You start to see where scenes run thin and where they get bogged down.  While the bogs can quickly be drained, the sparseness is often due to lacking background or world-building.  So, be prepared to do some more development work to give the dialogue more punch, referencing deeper motives than you initially considered.

Lesson seventeen: Listen and breath

Listen to your words and the way they flow.  Is your dialogue sharp when it needs to be? Surprising? Unexpected? Smooth?

Are any sentences too long for one breath?


If you can’t say it, your character can’t either.  Cut it down.

And listen for your characters’ overall tendencies.  Do they have patterns you didn’t see before?  Temper followed by apology? Calm demeanor with occasional spikes of frustration? Fast-talking wit that stalls out once in a while?

Make sure what you do is unique, rhythmic, and evocative.



Historian, novelist, musician, and imagination professional.

2 thoughts on “Fiction editing: lessons from the dialogue read-aloud

  1. Sincere but seemingly silly question; as you read dialogue aloud, were you ever tempted to use different voices, tones, or accents?

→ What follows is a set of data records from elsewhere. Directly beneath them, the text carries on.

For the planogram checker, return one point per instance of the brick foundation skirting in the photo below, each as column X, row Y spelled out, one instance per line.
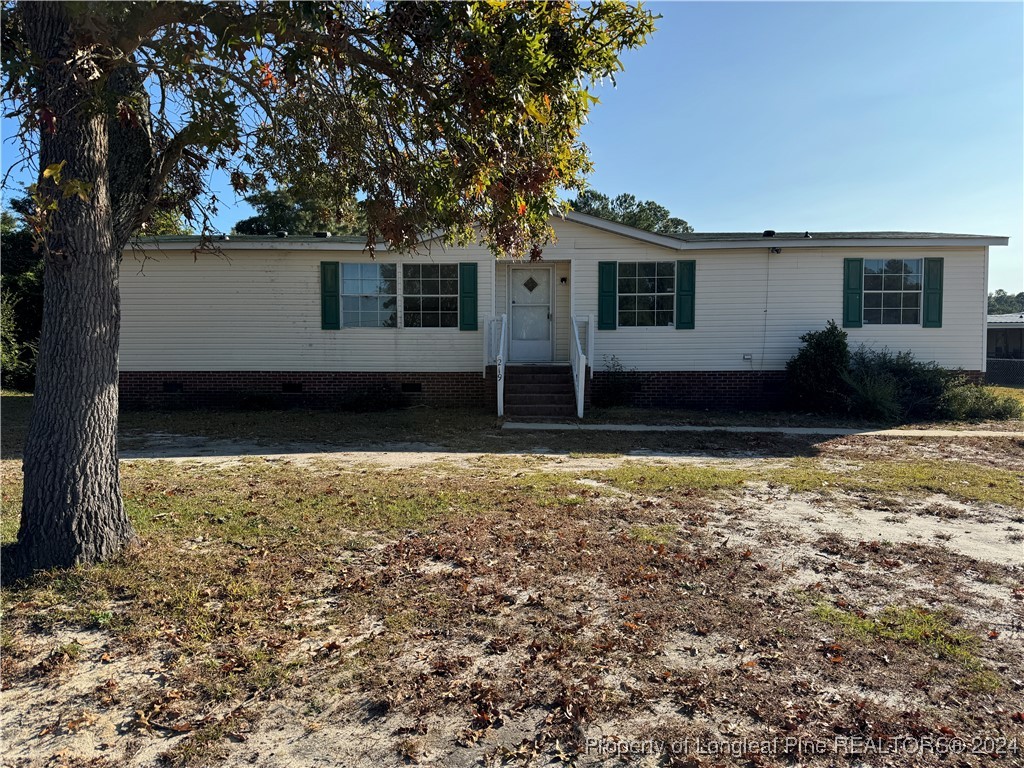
column 1006, row 373
column 693, row 389
column 173, row 389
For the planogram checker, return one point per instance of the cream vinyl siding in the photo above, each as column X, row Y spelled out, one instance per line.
column 260, row 310
column 750, row 302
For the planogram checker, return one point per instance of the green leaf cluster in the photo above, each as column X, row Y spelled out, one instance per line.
column 626, row 209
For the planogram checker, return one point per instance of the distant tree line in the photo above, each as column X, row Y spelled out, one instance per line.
column 22, row 289
column 1001, row 302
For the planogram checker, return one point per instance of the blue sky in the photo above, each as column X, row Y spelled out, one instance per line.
column 825, row 117
column 818, row 116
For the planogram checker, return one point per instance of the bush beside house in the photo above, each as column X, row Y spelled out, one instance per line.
column 825, row 377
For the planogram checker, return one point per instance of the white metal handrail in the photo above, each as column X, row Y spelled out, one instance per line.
column 591, row 326
column 579, row 360
column 500, row 363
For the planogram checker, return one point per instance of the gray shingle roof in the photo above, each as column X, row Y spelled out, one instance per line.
column 256, row 239
column 736, row 237
column 1010, row 318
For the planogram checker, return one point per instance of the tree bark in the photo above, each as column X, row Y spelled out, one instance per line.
column 72, row 511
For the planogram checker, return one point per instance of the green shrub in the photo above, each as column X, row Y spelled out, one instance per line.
column 873, row 393
column 966, row 401
column 619, row 386
column 815, row 373
column 887, row 386
column 894, row 387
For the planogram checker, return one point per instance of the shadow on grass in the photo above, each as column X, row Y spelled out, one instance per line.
column 213, row 433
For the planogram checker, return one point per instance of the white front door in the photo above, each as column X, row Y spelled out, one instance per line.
column 529, row 310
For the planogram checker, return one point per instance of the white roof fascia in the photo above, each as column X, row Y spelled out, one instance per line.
column 681, row 245
column 850, row 243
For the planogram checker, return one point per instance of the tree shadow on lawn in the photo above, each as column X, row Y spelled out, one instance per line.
column 217, row 433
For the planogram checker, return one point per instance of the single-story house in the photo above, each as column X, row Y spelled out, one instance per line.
column 1005, row 351
column 698, row 320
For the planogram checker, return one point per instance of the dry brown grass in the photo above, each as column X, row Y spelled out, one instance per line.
column 508, row 612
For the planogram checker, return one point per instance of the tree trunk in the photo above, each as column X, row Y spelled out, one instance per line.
column 72, row 511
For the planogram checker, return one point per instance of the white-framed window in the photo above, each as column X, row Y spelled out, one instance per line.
column 369, row 296
column 892, row 292
column 646, row 293
column 430, row 295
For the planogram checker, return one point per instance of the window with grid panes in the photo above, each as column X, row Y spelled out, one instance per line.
column 892, row 292
column 369, row 296
column 646, row 293
column 430, row 295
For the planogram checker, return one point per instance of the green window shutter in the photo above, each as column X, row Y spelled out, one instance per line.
column 607, row 295
column 467, row 296
column 330, row 296
column 932, row 311
column 853, row 293
column 686, row 285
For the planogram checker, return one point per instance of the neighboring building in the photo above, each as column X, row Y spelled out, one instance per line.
column 702, row 320
column 1006, row 349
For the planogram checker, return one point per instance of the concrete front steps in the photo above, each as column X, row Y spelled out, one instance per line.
column 539, row 392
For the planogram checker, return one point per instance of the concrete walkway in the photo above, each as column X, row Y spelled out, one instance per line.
column 827, row 431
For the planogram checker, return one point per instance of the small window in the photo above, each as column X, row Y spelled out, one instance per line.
column 892, row 292
column 369, row 296
column 646, row 293
column 430, row 295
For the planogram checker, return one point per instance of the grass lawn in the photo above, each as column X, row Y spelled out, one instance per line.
column 523, row 609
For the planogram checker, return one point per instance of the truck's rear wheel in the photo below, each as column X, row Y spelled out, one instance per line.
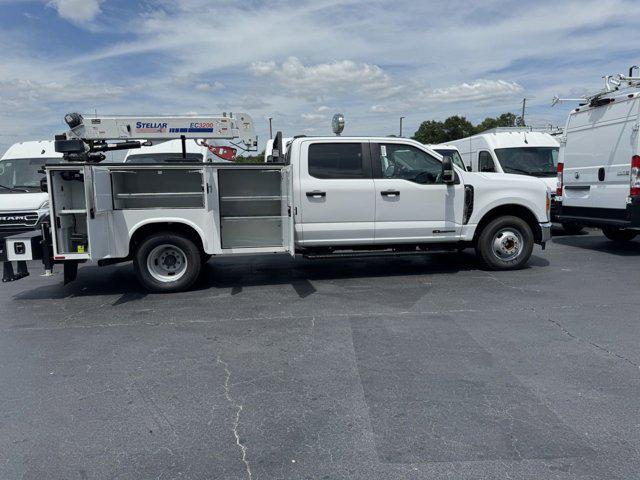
column 572, row 228
column 167, row 262
column 505, row 243
column 619, row 234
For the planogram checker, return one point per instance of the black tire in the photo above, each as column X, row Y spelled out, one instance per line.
column 572, row 228
column 619, row 234
column 488, row 237
column 175, row 244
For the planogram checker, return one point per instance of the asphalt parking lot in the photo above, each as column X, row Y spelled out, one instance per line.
column 272, row 368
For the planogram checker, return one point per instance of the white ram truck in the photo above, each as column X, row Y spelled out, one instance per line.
column 328, row 197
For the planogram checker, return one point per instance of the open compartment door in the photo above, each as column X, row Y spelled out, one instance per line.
column 287, row 210
column 102, row 190
column 101, row 208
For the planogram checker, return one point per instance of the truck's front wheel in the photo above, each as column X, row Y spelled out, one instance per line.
column 505, row 243
column 167, row 262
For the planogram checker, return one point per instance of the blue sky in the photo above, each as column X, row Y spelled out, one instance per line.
column 299, row 62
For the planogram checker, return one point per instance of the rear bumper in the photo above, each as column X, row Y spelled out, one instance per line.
column 601, row 217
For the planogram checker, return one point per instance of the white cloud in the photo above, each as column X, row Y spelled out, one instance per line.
column 77, row 11
column 208, row 87
column 313, row 117
column 328, row 79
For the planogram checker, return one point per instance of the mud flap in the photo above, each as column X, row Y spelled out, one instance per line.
column 70, row 271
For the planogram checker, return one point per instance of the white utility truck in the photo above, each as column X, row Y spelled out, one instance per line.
column 171, row 152
column 599, row 169
column 328, row 197
column 23, row 205
column 517, row 150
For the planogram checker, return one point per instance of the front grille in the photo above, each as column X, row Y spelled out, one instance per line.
column 18, row 219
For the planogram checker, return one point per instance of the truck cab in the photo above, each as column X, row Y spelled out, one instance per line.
column 23, row 205
column 516, row 150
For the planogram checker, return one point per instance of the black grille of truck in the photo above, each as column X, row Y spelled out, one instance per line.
column 18, row 219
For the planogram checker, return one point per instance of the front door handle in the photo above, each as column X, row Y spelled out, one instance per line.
column 390, row 193
column 316, row 194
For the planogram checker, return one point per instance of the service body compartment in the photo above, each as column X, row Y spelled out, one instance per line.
column 234, row 209
column 250, row 208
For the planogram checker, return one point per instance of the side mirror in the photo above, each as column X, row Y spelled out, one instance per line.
column 448, row 174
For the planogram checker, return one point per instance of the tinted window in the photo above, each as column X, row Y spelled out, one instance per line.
column 163, row 158
column 485, row 162
column 22, row 173
column 336, row 160
column 409, row 163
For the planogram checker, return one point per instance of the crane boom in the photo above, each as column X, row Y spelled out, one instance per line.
column 87, row 138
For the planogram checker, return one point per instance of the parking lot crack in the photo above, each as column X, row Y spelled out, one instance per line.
column 236, row 422
column 593, row 344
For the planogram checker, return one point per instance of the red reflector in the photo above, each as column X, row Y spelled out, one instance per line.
column 634, row 191
column 560, row 179
column 225, row 153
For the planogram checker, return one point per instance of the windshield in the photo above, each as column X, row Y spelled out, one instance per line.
column 163, row 158
column 22, row 173
column 535, row 161
column 454, row 155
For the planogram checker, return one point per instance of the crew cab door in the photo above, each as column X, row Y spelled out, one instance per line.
column 335, row 192
column 412, row 202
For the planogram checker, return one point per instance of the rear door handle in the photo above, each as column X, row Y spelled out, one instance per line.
column 390, row 193
column 316, row 194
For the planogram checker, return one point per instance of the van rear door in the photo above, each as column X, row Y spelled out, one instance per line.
column 597, row 155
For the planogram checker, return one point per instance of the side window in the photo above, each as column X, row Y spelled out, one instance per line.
column 409, row 163
column 485, row 162
column 336, row 160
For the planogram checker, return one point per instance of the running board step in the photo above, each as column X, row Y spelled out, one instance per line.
column 372, row 253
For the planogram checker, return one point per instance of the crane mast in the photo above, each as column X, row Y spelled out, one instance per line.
column 88, row 138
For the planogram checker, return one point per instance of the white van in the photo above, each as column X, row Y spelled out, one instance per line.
column 518, row 150
column 171, row 152
column 599, row 169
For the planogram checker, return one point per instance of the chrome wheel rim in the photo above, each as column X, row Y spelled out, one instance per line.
column 167, row 263
column 507, row 244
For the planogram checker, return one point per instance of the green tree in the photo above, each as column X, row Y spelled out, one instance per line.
column 504, row 120
column 456, row 127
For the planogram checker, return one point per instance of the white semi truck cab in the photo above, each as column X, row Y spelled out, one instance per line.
column 24, row 207
column 327, row 197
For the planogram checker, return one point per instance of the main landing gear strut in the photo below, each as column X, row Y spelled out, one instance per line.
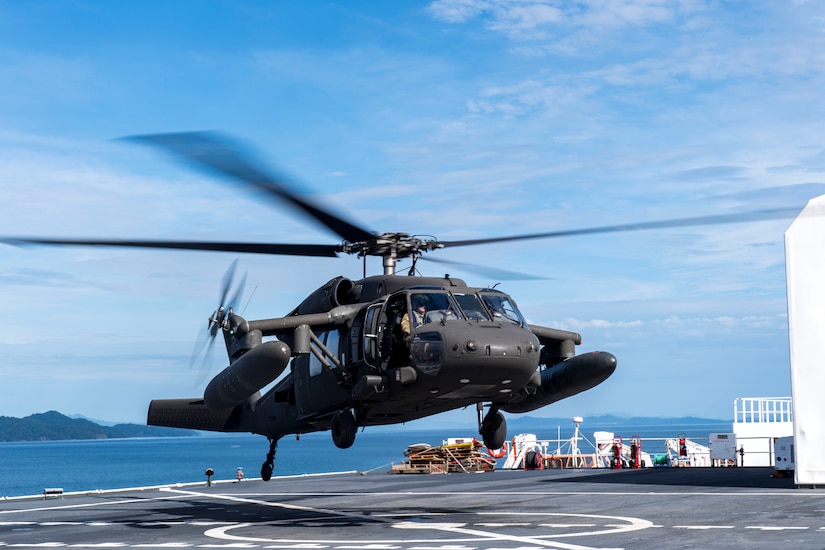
column 269, row 465
column 493, row 428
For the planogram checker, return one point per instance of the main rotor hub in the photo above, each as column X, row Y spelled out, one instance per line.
column 391, row 247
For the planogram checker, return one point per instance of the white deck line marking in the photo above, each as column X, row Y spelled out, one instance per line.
column 632, row 524
column 88, row 505
column 775, row 528
column 704, row 527
column 813, row 493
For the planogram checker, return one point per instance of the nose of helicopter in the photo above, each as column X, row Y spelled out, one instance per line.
column 478, row 355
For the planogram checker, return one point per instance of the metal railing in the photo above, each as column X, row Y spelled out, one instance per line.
column 750, row 410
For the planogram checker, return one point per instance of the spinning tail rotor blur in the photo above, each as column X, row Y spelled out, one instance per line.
column 217, row 322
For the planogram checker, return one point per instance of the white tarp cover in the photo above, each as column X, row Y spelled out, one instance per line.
column 805, row 268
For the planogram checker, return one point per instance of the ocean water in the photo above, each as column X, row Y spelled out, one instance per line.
column 26, row 468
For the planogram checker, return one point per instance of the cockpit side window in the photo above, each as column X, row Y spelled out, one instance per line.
column 471, row 307
column 503, row 308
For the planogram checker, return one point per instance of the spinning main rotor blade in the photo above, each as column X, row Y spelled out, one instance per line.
column 487, row 271
column 322, row 250
column 717, row 219
column 221, row 155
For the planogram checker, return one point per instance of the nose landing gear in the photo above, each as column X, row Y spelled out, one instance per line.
column 493, row 428
column 269, row 465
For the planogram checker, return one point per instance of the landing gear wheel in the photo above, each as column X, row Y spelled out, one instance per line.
column 266, row 471
column 493, row 429
column 343, row 429
column 269, row 465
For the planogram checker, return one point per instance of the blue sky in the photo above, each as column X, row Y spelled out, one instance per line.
column 454, row 118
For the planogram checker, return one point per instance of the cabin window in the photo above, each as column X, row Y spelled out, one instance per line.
column 370, row 337
column 315, row 366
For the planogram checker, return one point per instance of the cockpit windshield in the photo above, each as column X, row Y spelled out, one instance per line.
column 432, row 307
column 503, row 308
column 471, row 307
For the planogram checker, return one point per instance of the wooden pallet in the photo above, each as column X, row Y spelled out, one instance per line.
column 456, row 457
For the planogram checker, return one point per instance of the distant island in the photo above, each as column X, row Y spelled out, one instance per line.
column 53, row 426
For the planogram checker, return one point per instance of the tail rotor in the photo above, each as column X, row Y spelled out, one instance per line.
column 218, row 321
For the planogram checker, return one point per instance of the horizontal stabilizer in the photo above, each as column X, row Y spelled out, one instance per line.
column 194, row 415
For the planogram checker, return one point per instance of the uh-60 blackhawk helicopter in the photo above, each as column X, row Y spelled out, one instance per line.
column 384, row 349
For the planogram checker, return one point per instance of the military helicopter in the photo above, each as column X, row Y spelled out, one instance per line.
column 384, row 349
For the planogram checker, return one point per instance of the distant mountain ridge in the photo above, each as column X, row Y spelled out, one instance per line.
column 54, row 426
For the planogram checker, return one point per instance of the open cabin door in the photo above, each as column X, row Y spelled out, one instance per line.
column 317, row 388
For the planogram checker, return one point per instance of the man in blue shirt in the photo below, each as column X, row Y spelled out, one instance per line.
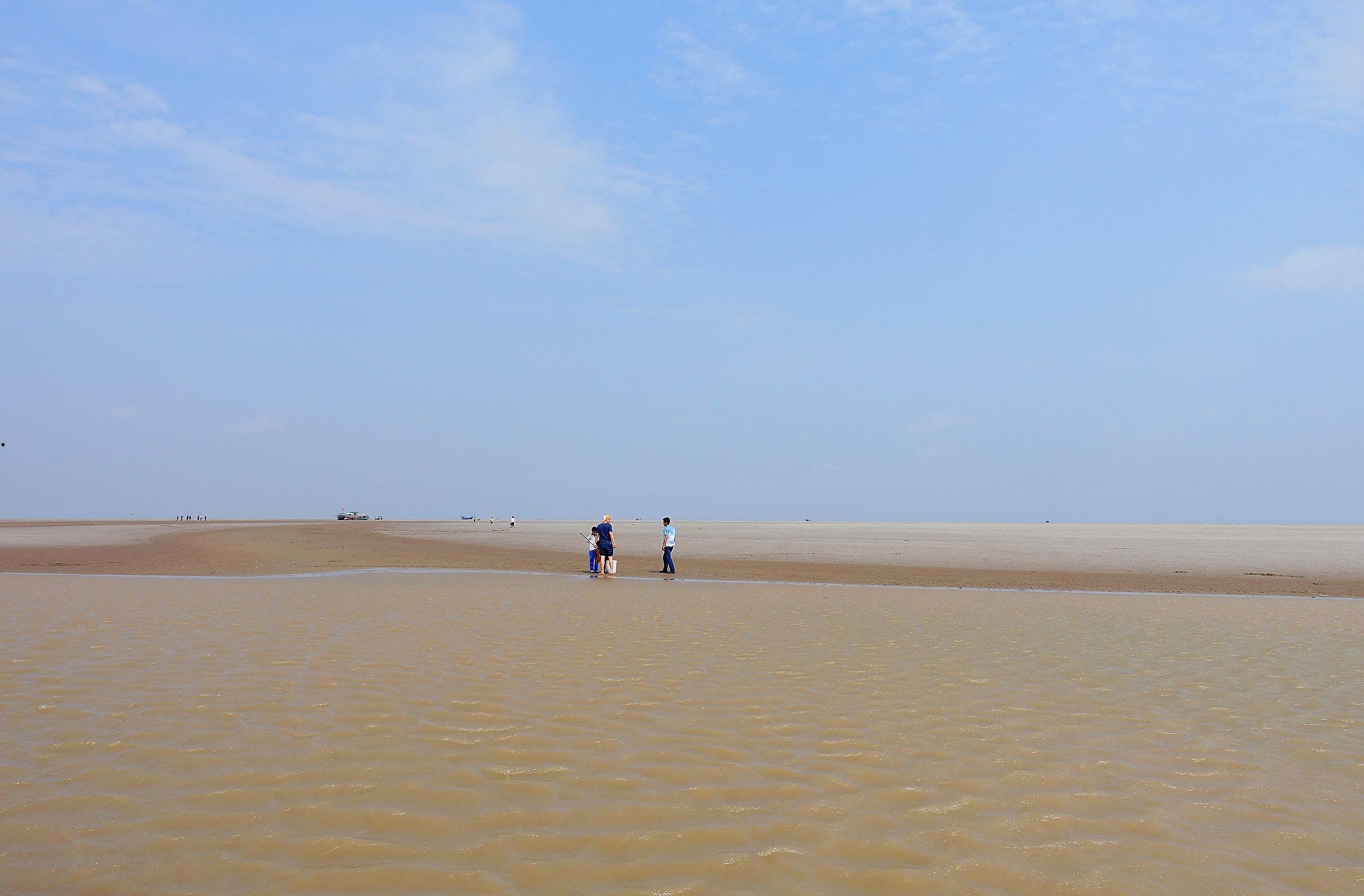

My thinking is to help differentiate characters from other characters, but also from yourself as narrator, and though I’m not eager to write a novel myself, I’m finding the process very interesting.

    • My tone definitely varies based on the character, as does my body language. But accents and voices are for the professionals. It was actually somewhat surprising–I wasn’t sure what to expect.